我们看到这个topic就10个分区,但是副本数却有些是2,有些是1。这种是否可以直接增加分区呢,答案是不行的。

你要这个时候增加分区就会报

1
requirement failed: All partitions should have the same number of replicas.

所以要先把这些分区都设置成一样的replica.

那就先写个json,把所有Partition设置成一样的replica

1
{"version":1,"partitions":[{"topic":"Events","partition":7,"replicas":[0,1,2]},{"topic":"Events","partition":0,"replicas":[2,1,0]},{"topic":"Events","partition":1,"replicas":[0,1,2]},{"topic":"Events","partition":2,"replicas":[1,2,0]},{"topic":"Events","partition":5,"replicas":[2,1,0]},{"topic":"Events","partition":6,"replicas":[2,0,1]},{"topic":"Events","partition":9,"replicas":[2,1,0]},{"topic":"Events","partition":4,"replicas":[0,2,1]},{"topic":"Events","partition":3,"replicas":[2,1,0]},{"topic":"Events","partition":8,"replicas":[1,2,0]}]}

如果topic的分区很多,那最好自动生成这个,先我们写一个文件叫topic.json

1
2
3
4
5
6
{
"topics": [
{"topic": "Events"}
],
"version": 1
}

然后使用命令去生成迁移的json

1
./bin/kafka-reassign-partitions.sh --zookeeper prod-zk1:2181 --topics-to-move-json-file topic.json --broker-list "0,1,2" --generate

这样输出的结果复制到replication-factor.json里,自己有必要再进行手动调整。

1
./bin/kafka-reassign-partitions.sh --zookeeper prod-zk1:2181  --reassignment-json-file replication-factor.json --execute

结果又来了如下的错误

1
2
3
4
5
6
7
Partitions reassignment failed due to Partition reassignment currently in progress for Map([Events,1] -> ReassignedPartitionsContext(List(0, 1),null), [Events,8] -> ReassignedPartitionsContext(List(1, 2),null), [Events,4] -> ReassignedPartitionsContext(List(0, 2),null), [Events,2] -> ReassignedPartitionsContext(List(1, 2),null), [Events,9] -> ReassignedPartitionsContext(List(2, 1),null), [Events,7] -> ReassignedPartitionsContext(List(0, 1),null), [Events,3] -> ReassignedPartitionsContext(List(2, 1),null)).
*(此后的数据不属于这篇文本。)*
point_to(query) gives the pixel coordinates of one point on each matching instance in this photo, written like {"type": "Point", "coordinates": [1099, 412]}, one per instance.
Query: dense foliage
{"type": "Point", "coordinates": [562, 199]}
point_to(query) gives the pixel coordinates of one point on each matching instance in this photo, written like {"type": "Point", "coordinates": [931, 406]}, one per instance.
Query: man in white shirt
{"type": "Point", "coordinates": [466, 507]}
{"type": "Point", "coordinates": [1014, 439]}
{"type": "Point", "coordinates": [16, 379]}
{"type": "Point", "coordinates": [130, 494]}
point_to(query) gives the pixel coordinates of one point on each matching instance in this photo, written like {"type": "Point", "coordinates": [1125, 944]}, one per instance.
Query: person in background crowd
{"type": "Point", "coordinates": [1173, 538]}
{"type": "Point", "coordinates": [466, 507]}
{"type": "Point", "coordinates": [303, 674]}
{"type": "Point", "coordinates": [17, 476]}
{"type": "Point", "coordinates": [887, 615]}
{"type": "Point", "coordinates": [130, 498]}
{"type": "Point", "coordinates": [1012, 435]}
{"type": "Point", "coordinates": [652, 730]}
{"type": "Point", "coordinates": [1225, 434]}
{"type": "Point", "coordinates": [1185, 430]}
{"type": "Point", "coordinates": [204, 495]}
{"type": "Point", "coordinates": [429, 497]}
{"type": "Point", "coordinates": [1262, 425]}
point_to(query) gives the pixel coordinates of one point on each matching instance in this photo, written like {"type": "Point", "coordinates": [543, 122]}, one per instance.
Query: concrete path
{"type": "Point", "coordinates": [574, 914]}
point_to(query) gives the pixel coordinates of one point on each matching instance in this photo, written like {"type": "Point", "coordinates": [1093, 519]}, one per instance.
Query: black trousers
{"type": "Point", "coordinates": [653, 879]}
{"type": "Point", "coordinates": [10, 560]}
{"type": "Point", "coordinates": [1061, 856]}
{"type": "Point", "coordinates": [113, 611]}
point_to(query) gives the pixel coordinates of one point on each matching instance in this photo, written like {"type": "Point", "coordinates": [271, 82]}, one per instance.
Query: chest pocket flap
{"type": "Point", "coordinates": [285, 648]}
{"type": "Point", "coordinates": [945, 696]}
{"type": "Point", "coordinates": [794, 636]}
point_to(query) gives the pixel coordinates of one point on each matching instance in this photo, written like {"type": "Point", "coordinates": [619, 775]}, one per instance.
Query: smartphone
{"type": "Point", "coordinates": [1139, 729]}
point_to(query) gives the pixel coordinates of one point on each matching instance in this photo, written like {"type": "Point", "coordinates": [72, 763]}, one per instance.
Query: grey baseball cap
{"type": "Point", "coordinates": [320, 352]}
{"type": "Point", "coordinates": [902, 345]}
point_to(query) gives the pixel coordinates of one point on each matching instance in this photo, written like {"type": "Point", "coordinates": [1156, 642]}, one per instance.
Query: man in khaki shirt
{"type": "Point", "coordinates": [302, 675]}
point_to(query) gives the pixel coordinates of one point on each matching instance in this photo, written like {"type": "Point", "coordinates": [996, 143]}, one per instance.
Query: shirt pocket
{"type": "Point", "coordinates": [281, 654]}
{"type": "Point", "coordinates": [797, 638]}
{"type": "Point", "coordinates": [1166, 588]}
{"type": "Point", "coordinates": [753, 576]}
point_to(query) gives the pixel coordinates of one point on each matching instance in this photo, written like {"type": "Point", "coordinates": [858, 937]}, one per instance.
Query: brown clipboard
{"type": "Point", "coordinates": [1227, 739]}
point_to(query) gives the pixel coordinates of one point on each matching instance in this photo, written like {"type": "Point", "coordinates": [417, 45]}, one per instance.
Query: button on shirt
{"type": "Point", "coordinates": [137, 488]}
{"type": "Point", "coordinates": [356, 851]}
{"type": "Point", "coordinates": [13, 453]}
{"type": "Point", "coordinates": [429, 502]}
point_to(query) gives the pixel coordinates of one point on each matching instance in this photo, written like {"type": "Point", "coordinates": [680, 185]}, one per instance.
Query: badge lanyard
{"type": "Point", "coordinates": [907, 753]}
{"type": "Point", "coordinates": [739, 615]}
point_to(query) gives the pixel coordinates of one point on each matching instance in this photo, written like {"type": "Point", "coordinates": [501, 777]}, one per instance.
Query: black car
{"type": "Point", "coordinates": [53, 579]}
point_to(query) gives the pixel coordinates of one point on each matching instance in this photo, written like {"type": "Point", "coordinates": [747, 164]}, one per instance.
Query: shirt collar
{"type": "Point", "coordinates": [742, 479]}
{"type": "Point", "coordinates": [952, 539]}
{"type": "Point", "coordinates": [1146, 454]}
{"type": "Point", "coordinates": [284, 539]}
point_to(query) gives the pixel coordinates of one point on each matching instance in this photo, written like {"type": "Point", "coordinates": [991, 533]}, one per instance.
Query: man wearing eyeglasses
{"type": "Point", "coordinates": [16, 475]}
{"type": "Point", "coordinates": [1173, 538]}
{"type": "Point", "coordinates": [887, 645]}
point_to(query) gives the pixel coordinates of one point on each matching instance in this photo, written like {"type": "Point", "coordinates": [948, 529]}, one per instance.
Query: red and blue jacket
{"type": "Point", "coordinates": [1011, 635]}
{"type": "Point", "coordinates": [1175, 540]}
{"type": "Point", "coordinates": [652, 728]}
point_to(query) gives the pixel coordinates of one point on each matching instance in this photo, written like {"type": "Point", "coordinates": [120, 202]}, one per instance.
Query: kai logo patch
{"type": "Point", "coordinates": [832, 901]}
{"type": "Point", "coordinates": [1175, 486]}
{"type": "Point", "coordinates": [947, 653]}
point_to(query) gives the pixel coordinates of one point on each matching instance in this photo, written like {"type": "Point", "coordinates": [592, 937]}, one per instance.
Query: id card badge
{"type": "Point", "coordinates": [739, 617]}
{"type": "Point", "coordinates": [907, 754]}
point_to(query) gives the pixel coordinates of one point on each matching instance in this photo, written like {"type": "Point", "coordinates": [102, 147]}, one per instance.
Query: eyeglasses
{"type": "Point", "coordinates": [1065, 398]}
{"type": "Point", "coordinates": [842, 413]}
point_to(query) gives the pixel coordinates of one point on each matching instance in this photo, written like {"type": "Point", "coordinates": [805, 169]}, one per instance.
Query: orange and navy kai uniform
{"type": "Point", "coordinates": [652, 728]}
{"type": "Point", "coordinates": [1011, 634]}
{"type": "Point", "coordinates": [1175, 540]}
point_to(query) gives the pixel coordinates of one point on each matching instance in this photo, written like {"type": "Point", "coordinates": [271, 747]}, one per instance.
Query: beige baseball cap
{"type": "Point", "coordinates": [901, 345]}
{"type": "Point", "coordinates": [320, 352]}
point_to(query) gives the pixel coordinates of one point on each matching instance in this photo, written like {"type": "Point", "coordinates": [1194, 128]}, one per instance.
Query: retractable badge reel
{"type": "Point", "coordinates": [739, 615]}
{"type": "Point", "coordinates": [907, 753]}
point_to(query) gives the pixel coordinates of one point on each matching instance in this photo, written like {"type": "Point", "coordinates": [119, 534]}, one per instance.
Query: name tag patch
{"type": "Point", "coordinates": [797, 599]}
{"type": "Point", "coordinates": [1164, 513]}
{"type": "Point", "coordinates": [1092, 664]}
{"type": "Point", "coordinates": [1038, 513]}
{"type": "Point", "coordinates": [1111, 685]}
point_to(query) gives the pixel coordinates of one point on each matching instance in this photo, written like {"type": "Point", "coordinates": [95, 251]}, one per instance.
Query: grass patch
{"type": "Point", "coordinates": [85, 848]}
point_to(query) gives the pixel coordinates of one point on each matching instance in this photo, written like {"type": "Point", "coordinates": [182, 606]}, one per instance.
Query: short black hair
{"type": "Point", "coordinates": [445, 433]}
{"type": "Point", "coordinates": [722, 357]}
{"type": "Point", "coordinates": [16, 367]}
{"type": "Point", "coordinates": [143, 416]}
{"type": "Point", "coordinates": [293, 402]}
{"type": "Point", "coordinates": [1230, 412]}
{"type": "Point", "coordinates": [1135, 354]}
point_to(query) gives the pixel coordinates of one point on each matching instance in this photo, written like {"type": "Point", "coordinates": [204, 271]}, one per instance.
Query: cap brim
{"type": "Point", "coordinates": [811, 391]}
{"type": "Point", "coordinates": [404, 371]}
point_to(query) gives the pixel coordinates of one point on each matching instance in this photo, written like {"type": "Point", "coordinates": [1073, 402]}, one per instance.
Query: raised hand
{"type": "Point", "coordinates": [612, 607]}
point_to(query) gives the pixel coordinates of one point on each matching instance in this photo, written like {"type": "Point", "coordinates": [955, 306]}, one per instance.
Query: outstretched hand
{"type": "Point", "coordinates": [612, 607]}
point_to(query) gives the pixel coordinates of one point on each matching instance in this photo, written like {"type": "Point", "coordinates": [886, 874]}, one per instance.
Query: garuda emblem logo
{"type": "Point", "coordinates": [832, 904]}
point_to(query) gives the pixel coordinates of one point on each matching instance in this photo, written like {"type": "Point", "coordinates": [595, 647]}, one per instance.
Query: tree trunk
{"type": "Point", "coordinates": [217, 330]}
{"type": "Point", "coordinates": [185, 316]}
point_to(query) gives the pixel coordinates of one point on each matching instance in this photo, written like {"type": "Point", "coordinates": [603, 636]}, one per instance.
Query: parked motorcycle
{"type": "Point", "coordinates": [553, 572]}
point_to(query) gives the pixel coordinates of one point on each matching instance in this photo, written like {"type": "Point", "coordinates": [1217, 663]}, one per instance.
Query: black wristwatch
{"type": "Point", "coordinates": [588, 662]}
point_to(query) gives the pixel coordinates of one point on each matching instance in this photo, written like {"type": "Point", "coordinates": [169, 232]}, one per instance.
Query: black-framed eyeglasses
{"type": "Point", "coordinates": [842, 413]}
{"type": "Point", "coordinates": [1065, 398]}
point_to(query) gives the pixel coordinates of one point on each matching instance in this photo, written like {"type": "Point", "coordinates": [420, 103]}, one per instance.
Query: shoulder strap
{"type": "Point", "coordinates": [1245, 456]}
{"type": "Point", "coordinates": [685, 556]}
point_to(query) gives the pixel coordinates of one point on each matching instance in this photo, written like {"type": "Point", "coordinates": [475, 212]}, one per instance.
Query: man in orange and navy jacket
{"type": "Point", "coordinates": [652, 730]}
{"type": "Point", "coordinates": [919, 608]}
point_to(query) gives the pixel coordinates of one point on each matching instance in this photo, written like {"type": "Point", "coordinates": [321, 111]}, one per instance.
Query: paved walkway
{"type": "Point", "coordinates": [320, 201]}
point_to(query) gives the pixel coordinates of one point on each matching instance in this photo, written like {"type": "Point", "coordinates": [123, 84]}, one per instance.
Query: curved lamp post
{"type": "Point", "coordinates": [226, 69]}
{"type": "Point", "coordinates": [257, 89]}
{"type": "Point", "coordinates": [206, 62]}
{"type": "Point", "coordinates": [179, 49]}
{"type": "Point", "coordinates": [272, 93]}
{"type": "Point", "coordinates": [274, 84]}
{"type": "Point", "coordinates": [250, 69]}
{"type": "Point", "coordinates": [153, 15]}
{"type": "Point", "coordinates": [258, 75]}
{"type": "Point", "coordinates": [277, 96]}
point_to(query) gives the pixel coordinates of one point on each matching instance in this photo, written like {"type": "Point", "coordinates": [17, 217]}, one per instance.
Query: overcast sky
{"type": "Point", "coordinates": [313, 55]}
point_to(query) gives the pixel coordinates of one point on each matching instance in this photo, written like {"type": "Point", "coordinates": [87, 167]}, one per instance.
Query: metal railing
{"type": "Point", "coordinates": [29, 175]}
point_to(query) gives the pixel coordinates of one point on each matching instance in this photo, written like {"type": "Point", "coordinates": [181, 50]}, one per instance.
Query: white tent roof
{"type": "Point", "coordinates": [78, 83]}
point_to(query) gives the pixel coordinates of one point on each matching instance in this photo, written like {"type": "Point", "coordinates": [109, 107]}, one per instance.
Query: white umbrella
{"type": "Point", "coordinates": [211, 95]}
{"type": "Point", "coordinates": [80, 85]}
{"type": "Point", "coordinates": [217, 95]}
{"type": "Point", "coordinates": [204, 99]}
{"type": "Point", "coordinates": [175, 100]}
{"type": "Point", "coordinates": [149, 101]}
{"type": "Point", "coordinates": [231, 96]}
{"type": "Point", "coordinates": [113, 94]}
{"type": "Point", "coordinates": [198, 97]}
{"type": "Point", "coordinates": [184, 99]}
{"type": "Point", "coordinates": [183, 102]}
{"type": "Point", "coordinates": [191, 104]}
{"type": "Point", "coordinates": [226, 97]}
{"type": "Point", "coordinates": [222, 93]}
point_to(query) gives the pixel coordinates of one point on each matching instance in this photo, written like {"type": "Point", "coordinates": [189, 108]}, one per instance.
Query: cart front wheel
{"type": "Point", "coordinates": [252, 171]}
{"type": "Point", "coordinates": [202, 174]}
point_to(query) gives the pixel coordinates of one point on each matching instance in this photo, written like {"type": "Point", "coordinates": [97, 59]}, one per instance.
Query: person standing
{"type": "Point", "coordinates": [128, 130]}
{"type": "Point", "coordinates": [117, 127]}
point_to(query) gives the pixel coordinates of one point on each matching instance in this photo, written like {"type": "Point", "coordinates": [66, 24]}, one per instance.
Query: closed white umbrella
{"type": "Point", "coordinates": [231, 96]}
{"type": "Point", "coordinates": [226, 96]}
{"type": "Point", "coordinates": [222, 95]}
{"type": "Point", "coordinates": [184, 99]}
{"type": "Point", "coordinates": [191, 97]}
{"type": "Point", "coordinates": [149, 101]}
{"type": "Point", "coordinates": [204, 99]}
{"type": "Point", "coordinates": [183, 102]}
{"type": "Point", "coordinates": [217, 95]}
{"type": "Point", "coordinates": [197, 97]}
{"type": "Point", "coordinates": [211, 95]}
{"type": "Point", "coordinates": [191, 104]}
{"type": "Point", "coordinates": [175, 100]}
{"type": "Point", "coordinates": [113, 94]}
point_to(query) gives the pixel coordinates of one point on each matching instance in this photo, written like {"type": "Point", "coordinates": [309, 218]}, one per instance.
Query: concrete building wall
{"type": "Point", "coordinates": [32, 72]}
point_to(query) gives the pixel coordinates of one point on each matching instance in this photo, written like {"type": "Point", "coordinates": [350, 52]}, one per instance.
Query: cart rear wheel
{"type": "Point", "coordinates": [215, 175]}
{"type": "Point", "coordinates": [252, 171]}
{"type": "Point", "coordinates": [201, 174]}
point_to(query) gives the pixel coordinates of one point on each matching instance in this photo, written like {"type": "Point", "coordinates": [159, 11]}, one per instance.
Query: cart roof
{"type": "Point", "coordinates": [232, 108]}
Aborting operation
kafka.common.AdminCommandFailedException: Partition reassignment currently in progress for Map([Events,1] -> ReassignedPartitionsContext(List(0, 1),null), [Events,8] -> ReassignedPartitionsContext(List(1, 2),null), [Events,4] -> ReassignedPartitionsContext(List(0, 2),null), [Events,2] -> ReassignedPartitionsContext(List(1, 2),null), [Events,9] -> ReassignedPartitionsContext(List(2, 1),null), [Events,7] -> ReassignedPartitionsContext(List(0, 1),null), [Events,3] -> ReassignedPartitionsContext(List(2, 1),null)). Aborting operation
at kafka.admin.ReassignPartitionsCommand.reassignPartitions(ReassignPartitionsCommand.scala:243)
at kafka.admin.ReassignPartitionsCommand$.executeAssignment(ReassignPartitionsCommand.scala:154)
at kafka.admin.ReassignPartitionsCommand$.executeAssignment(ReassignPartitionsCommand.scala:128)
at kafka.admin.ReassignPartitionsCommand$.main(ReassignPartitionsCommand.scala:52)
at kafka.admin.ReassignPartitionsCommand.main(ReassignPartitionsCommand.scala)

而去kafka broker里能发现如下的日志

1
2
3
4
5
6
7
8
9
10
11
12
13
14
15
16
17
18
19
20
21
22
PartitionFetchInfo(674777,1048576) (kafka.server.KafkaApis)
kafka.common.NotAssignedReplicaException: Leader 2 failed to record follower 0's position -1 since the replica is not recognized to be one of the assigned replicas 1,2 for partition
[Events,4].
at kafka.cluster.Partition.updateReplicaLogReadResult(Partition.scala:251)
at kafka.server.ReplicaManager$$anonfun$updateFollowerLogReadResults$2.apply(ReplicaManager.scala:864)
at kafka.server.ReplicaManager$$anonfun$updateFollowerLogReadResults$2.apply(ReplicaManager.scala:861)
at scala.collection.immutable.HashMap$HashMap1.foreach(HashMap.scala:221)
at scala.collection.immutable.HashMap$HashTrieMap.foreach(HashMap.scala:428)
at scala.collection.immutable.HashMap$HashTrieMap.foreach(HashMap.scala:428)
at scala.collection.immutable.HashMap$HashTrieMap.foreach(HashMap.scala:428)
at kafka.server.ReplicaManager.updateFollowerLogReadResults(ReplicaManager.scala:861)
at kafka.server.ReplicaManager.fetchMessages(ReplicaManager.scala:470)
at kafka.server.KafkaApis.handleFetchRequest(KafkaApis.scala:496)
at kafka.server.KafkaApis.handle(KafkaApis.scala:77)
at kafka.server.KafkaRequestHandler.run(KafkaRequestHandler.scala:60)
at java.lang.Thread.run(Thread.java:745)
[2020-02-XX YY:06:26,510] INFO [ReplicaFetcherManager on broker 2] Added fetcher for partitions List([[Events,8], initOffset 0 to broker BrokerEndPoint(0,prod-kafka1,9092)] ) (kafka.server.ReplicaFetcherManager)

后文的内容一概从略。